On 12/16/25 13:00, Jakub Jelinek wrote:
On Tue, Dec 16, 2025 at 10:34:55AM -0500, Andrew MacLeod wrote:
On 12/16/25 03:27, Richard Biener wrote:
Is this just a "faulty" test situation now if we can identify that buf3
and buf1 points to the same thing?

Or am I missing something...?
IIRC the execute/builtins tests play tricks behind our backs, introducing
extra side-effects of the builtin calls.  That harness should be re-architected.

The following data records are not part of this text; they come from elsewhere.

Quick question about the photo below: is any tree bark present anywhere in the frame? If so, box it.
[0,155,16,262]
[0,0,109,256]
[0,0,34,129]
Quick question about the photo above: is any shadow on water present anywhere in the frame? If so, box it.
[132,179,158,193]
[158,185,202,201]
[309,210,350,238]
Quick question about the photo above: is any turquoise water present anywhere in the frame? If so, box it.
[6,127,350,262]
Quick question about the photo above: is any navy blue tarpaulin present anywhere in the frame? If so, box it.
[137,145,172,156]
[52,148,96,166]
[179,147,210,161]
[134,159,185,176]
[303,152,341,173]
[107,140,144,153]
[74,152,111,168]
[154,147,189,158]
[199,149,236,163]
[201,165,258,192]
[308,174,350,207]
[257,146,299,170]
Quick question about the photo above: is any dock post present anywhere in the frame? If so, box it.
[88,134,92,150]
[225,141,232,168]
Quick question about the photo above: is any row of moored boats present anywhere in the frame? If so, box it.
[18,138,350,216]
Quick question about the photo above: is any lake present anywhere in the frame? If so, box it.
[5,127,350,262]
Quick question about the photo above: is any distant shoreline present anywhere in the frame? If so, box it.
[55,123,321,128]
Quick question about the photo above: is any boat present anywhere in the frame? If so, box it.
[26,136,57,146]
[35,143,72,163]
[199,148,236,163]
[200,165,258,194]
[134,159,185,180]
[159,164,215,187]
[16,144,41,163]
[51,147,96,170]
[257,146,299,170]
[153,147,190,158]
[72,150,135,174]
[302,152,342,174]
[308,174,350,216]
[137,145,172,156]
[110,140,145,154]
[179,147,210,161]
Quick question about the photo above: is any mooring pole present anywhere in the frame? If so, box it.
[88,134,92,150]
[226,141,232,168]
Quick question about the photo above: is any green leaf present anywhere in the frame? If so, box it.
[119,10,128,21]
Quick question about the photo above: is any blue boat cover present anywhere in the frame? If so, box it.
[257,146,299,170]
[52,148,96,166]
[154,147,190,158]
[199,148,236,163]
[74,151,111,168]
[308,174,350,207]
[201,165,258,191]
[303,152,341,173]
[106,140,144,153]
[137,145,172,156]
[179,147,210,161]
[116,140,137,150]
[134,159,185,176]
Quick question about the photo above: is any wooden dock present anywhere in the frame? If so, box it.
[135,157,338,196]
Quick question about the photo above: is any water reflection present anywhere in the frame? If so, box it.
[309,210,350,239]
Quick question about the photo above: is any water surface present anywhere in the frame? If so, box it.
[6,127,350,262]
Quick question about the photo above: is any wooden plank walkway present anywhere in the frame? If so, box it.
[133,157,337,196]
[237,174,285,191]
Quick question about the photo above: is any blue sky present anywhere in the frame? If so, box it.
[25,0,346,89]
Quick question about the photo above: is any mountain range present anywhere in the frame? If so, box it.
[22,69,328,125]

But your problem at hand seems to be that you are confusing
the objsz pass and the test expects to optimize _chk to no-_chk
variants?

And next I get a problem in gcc.dg/builtin-object-size-4.c.  This time, its
because we have:

struct A
{
   char a[10];
   int b;
   char c[10];
} y, w[4];

<...>

_28 = &a.a[4] + 2;

I attempt to fold that into a new reference via
gimple_fold_stmt_to_constant_1, and instead of
     &a.a[6]
I get
   &MEM <char> [(void *)&a + 6B]
This is highly undesirable in the early optimizations, it is
a serious security problem in some cases.
E.g. tree-ssa-sccvn.cc has several spots guarded with
(cfun->curr_properties & PROP_objsz)
to avoid this kind of optimizations happening before the first objsz
pass.

        Jakub

I opened a PR https://gcc.gnu.org/bugzilla/show_bug.cgi?id=123160  with a simple testcase which doesn't depend on any of my points to code and produces incorrect results.

In it,

  r_4 = &a.a[4];
  _1 = r_4 + 2;
  _2 = memset (_1, 98, 2);

Is transformed very early (in ccp1) to

  _2 = memset (&MEM <char> [(void *)&a + 6B], 98, 2);

This does happen after early_objsz, for what that's worth.